Ich mochte den Pathos von dem die Klasse Krieger umwittert wird. Meistens allerdings saß ich mir eh den Hintern in Booty Bay breit und hielt nach guten Anduri Welpen Ausschau

_*Hildegard:* Blizzard selbst beschreibt das so: "Krieger können rasende Berserker oder in Stahl gehüllte Kampfmaschinen sein, fähig, enormen Schaden abzufangen und damit ihre Verbündeten vor Gefahren zu schützen. Sie haben Zugriff auf eine große Auswahl an Fähigkeiten, vom Verstümmeln ihrer Feinde bis zum Austeilen von enormen Mengen an Schaden in sehr kurzer Zeit, und können die Kampffähigkeiten ihrer Verbündeten mit ihren Schlachtrufen verbessern. Sie beschäftigen hervorragend mehrere Gegner gleichzeitig und gewinnen dabei Wut durch jeden ausgeteilten oder eingesteckten Treffer, die sie in ihren zahlreichen Spezialfähigkeiten wieder freisetzen. Krieger sind eine sehr flexible Klasse, die euch viele verschiedene Spielweisen bietet." _

*Zuul:* Ich hätte geschrieben: Krieger treten Ärsche. Würde auch passen.

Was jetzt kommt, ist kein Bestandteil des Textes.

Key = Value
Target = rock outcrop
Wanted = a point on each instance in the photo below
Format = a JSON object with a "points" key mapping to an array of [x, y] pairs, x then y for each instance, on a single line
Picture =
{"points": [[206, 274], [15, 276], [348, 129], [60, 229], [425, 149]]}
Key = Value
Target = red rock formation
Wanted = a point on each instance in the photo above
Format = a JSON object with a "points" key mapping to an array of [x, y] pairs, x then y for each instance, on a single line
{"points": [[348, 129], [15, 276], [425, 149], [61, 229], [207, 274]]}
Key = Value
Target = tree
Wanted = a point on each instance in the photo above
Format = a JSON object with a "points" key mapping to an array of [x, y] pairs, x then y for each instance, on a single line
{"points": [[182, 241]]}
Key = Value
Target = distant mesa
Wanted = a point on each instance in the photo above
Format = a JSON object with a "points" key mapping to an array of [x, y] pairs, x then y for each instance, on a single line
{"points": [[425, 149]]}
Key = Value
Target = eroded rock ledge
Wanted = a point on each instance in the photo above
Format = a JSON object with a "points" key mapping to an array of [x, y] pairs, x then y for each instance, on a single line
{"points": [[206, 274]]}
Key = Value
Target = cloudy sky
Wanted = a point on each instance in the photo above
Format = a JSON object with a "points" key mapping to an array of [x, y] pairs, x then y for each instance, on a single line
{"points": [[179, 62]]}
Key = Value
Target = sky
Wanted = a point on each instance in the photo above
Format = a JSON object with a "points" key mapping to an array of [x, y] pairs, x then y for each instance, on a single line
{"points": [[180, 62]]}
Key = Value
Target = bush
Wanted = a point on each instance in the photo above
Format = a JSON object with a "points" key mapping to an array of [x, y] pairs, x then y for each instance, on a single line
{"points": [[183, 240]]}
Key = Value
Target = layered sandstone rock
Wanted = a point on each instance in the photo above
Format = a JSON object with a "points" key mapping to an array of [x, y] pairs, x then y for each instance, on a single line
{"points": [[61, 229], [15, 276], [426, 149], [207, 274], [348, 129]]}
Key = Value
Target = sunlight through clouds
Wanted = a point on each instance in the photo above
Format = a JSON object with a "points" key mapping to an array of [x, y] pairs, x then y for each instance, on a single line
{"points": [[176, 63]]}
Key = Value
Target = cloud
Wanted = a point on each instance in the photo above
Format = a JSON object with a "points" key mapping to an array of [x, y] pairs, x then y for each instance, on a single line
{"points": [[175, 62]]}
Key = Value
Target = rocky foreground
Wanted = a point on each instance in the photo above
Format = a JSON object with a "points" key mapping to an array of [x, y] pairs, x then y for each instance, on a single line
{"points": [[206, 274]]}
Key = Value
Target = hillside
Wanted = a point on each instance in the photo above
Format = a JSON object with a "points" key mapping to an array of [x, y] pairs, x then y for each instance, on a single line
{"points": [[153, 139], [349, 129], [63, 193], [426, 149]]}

_*Hildegard:* In World of Warcraft ist Booty Bay kein wirklich einfach zu erreichender Ort und hat wenig Leute, die spontan vorbeikommen. Ist in Booty Bay denn wirklich was los gewesen ?_

*Zuul:* Anfangs? Ich war los. Ich hatte mein Solo Rollenspiel mit den NPCs (computergesteuerte Charaktere) und hab mich im allgemeinen Verhalten wie man es von einem Verrückten erwartet. Irgendwann hab ich dann angefangen anderen vorzulügen in Booty Bay gäbe es Rollenspiel und die haben es sogar geglaubt. Der Vorteil war, jeder kommt in Booty Bay vorbei. Du kannst Duelle in der Stadt durchführen und die Charakteren die dort questen (erledigen von Aufträgen im Spiel) sind meistens 37-40 was heißt das sie schon länger spielen und wohl auch bleiben. Die Wahl Booty Bay hatte also größtenteils Mitgliederwerbungsgründe

_*Hildegard:* Kennen die Leute, die da vorbei kommen überhaupt die Grundideen hinter Rollenspiel oder musstest Du da erstmal Erziehungsarbeit leisten ?_

*Zuul:* Der Großteil musste mich erziehen. Man wuchs aneinander. Ich hab irgendwann einfach Booty Bay Geschichten geschrieben, der Sache einen Rahmen gegeben der , grundsätzlich, von allen ignoriert werden konnte. Gott sei Dank fanden die Leute die Ideen gut und haben selber angefangen mitzumachen. Sonst wäre ich ein einsamer Troll in einer Welt die er nicht versteht geworden.
_
*Hildegard:* Dann bleibt nur noch eine Frage. Wird Zuul je nach Booty Bay zurückkehren ?_

*Zuul:* Gute Frage.


----------



## Khyrinda (20. April 2009)

Wiedermal ein sehr schönes Interview. Ich bin sogar geneigt zu behauptet, das es eines der besten der ganzen Reihe ist. Liegt mit unter vielleicht auch am Gesprächspartner, doch sind auch die Fragen sehr interessant gewählt. Ich denke Hildes' Spieler hat seine Proffesion gefunden, du kannst das *nick*

Die Posts von Zuul und seine Geschichten die er vereinzelt in den Foren verteilt hatte - wie ein Verlassener zuweilen seine Körperteile verstreut - habe ich alle sehr gerne Gelesen. Ich bin mir nicht sicher, das Bild das ich von BootyBay habe, wo kommt das her? Es ist die alt bekannte Frage, was war vorher da? Das Ei oder die Henne. Ist das Bild von Booty Bay das was mir durch Zuuls Geschichten eingeimpft wurde, oder bestätigte er nur meine Sicht der Dinge? Ich kann es wirklich nicht sagen. Top Leistung Maan!


----------